During the fight, Dinah finally gets the drop on Not-Laurel and comes very, very close to killing her, but Curtis stops her, by pointing out that she sounds just like Oliver in her thirst for “justice”. Dinah releases her grip and Black Siren sonic blasts them into the woods and makes her escape. The two teams are about to start fighting among themselves again when they realise that Rene has been badly injured and needs to be taken to hospital.
So, it’s pretty much a disaster all round. Not-Laurel has escaped and presumably still has the money. Rene is severely injured in hospital (it turns out his gunshot wound has opened up again) and Star City is basically screwed unless Oliver can come up with the missing $70 million. Meanwhile, Felicity and Diggle try to visit Rene in hospital, only to be told by Curtis and Dinah that they are finished and never want to see them again. Can things get any worse for Oliver? Just a bit, yes. The new Chief of Police conspires with someone in her department to bring Oliver down, telling him, “I can see why Diaz likes you”. Ruh, roh!

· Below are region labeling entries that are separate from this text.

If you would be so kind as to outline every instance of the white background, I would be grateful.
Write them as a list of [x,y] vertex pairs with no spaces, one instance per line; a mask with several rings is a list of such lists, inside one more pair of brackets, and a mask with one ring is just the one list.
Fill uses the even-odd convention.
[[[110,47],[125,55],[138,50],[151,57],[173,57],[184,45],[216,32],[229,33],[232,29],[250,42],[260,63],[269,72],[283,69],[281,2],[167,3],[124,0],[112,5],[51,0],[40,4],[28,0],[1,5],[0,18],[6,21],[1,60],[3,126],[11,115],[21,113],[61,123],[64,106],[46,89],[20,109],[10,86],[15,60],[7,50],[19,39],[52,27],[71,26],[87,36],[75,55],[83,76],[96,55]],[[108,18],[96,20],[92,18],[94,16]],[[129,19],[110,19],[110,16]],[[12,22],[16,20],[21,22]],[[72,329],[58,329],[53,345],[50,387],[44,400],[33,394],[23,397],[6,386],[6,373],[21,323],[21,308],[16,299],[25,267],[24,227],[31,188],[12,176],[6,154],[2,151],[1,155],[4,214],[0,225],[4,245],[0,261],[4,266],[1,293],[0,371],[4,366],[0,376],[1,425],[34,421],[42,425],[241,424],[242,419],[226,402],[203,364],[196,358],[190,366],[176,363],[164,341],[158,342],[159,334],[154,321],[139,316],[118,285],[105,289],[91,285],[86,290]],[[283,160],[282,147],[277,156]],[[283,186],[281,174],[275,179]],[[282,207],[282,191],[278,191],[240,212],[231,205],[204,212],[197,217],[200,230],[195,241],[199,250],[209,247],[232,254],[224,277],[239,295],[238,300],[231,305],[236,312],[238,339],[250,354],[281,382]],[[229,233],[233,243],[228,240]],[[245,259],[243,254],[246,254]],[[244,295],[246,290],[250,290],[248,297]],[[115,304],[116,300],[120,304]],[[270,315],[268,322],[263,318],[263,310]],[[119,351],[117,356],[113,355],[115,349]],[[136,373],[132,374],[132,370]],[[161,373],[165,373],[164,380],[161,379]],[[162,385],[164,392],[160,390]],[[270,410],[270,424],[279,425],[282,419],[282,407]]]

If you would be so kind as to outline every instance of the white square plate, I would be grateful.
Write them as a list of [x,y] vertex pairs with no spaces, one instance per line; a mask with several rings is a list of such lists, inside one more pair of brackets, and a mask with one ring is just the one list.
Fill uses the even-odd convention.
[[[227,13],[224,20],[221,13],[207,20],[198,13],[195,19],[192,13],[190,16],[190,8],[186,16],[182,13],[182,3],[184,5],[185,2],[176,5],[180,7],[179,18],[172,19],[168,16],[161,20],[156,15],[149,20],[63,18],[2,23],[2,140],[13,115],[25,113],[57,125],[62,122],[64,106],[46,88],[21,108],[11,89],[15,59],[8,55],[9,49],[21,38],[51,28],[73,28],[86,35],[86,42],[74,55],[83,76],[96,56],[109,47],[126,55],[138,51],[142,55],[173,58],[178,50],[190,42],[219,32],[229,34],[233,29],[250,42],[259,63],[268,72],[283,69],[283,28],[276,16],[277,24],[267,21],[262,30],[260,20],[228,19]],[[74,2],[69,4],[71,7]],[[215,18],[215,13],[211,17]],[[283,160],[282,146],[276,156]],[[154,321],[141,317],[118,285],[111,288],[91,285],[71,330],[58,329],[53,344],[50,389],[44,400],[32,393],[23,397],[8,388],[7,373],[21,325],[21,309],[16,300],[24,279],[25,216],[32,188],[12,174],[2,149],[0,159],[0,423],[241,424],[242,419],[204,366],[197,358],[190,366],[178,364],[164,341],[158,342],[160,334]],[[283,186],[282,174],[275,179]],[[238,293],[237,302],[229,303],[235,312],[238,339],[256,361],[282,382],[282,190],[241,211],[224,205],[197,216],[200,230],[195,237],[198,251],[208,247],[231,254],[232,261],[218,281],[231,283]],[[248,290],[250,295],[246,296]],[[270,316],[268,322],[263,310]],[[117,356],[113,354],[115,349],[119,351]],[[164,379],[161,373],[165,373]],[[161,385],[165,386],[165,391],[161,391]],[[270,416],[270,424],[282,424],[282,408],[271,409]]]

Oh, and the cliffhanger for the episode goes to Not-Laurel, who emerges from the woods, panicked and breathing heavily and tells a total stranger she was kidnapped two years ago and that she’s just escaped and that her name is… yep, Laurel Lance. So she’s going to attempt to pass herself off as Dead Laurel? That’s either brilliant or dumb as hell. We’ll have to wait and see which.

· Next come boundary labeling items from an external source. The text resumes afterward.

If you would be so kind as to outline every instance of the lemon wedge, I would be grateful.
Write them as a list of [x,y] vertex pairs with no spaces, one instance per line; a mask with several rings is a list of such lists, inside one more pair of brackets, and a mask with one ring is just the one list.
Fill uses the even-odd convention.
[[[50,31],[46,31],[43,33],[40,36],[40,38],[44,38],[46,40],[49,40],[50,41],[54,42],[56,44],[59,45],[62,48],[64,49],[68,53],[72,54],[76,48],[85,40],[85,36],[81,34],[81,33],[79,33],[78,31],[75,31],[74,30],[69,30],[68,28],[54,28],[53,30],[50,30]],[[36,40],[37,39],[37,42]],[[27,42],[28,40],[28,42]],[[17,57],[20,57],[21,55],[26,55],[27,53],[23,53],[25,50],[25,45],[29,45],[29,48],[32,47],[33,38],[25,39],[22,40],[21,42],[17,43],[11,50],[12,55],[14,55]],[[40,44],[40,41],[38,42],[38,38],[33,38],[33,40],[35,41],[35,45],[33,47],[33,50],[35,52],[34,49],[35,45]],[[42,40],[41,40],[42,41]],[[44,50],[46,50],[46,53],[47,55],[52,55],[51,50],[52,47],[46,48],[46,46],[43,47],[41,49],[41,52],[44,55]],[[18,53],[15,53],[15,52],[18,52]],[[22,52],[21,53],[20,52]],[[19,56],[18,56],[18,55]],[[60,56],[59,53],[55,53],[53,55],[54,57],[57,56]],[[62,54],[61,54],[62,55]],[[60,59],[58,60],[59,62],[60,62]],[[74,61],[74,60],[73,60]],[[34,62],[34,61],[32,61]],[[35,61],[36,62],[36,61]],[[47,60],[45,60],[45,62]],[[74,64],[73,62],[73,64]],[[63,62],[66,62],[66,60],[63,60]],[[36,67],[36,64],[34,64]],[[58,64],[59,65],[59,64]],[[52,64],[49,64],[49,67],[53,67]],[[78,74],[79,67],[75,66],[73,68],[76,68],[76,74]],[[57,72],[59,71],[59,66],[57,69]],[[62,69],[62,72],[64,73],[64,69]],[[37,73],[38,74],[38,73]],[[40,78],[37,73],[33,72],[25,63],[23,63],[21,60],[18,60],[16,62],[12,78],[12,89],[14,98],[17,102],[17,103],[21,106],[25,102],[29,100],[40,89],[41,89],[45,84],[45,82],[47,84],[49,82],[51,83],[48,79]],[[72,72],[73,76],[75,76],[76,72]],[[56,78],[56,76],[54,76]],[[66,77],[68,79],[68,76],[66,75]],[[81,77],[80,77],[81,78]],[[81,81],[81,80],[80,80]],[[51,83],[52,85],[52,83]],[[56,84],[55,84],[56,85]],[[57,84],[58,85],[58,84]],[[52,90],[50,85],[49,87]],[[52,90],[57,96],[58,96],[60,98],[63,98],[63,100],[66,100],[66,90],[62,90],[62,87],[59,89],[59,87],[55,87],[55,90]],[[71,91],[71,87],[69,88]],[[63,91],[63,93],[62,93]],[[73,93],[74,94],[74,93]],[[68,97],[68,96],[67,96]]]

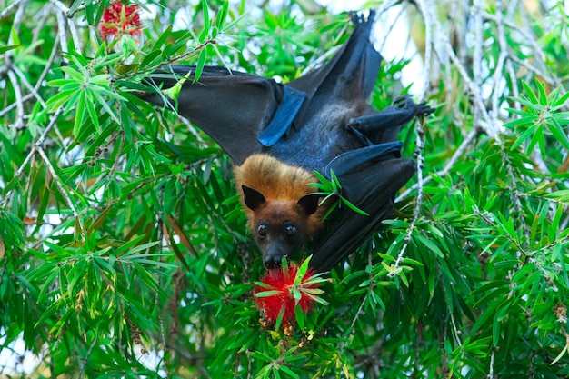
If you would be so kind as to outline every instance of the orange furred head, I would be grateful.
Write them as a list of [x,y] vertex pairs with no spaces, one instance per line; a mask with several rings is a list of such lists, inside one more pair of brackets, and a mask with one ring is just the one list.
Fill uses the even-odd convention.
[[267,267],[301,249],[322,227],[325,209],[318,206],[308,171],[270,155],[254,155],[235,167],[235,181],[249,227]]

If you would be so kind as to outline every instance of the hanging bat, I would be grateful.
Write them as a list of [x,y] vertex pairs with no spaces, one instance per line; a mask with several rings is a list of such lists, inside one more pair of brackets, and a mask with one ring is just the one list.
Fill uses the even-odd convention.
[[[171,65],[148,80],[169,88],[189,75],[177,98],[178,112],[208,134],[231,156],[249,226],[265,265],[272,268],[312,241],[311,265],[328,271],[353,253],[392,215],[394,196],[414,174],[401,158],[397,135],[414,117],[433,108],[409,97],[380,112],[369,98],[382,62],[370,42],[374,12],[354,15],[349,40],[325,65],[284,85],[224,67]],[[141,95],[158,105],[156,91]],[[369,215],[348,207],[323,222],[330,202],[309,184],[314,172],[332,173],[342,195]]]

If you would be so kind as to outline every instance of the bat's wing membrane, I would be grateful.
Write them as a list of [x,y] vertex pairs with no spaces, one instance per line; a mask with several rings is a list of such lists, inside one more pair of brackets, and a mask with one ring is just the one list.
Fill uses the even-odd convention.
[[[347,207],[335,212],[329,232],[314,250],[311,265],[318,271],[334,267],[392,215],[394,194],[415,171],[413,160],[400,156],[397,134],[413,117],[432,112],[424,104],[415,105],[406,97],[382,112],[374,112],[367,104],[382,61],[369,41],[373,19],[373,12],[367,20],[354,16],[353,35],[327,64],[284,85],[210,66],[204,68],[197,82],[191,75],[193,66],[167,66],[152,77],[158,86],[167,88],[190,72],[178,97],[179,114],[212,136],[238,165],[252,154],[267,150],[270,154],[270,146],[285,143],[282,138],[292,125],[298,131],[319,120],[319,112],[325,112],[326,105],[357,105],[354,108],[359,114],[347,110],[352,113],[344,115],[346,124],[340,128],[354,133],[364,147],[332,159],[324,174],[334,171],[344,195],[369,216]],[[164,105],[160,94],[143,98]]]
[[[194,81],[195,66],[171,65],[147,81],[158,88],[174,86],[188,77],[178,96],[178,113],[209,135],[238,165],[261,150],[257,138],[278,139],[290,125],[304,100],[304,95],[285,88],[273,79],[224,67],[205,66],[198,81]],[[142,97],[164,105],[169,102],[158,93]]]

All in all, this is a frustrating episode that’s impossible to watch without a strong feeling of “Was that it?” – hopefully, the Arrow writers can pull it all back together for the back end of the season, but it has to be said, things are not looking good.
Slings and arrows of outrageous fortune
– Hang on, what’s this? Roy Harper is back next week? We take it all back, Arrow is clearly awesome again. Hurrah for Roy Harper and his parkour skills!
– Another terrible episode for Thea, although at least the show paints her as the only voice of reason in the whole debacle. She basically spends the entire time rolling her eyes. You can hardly blame her.
– In fact, it’s probably time Thea got her own spin-off series, isn’t it? Yes. Yes, it is.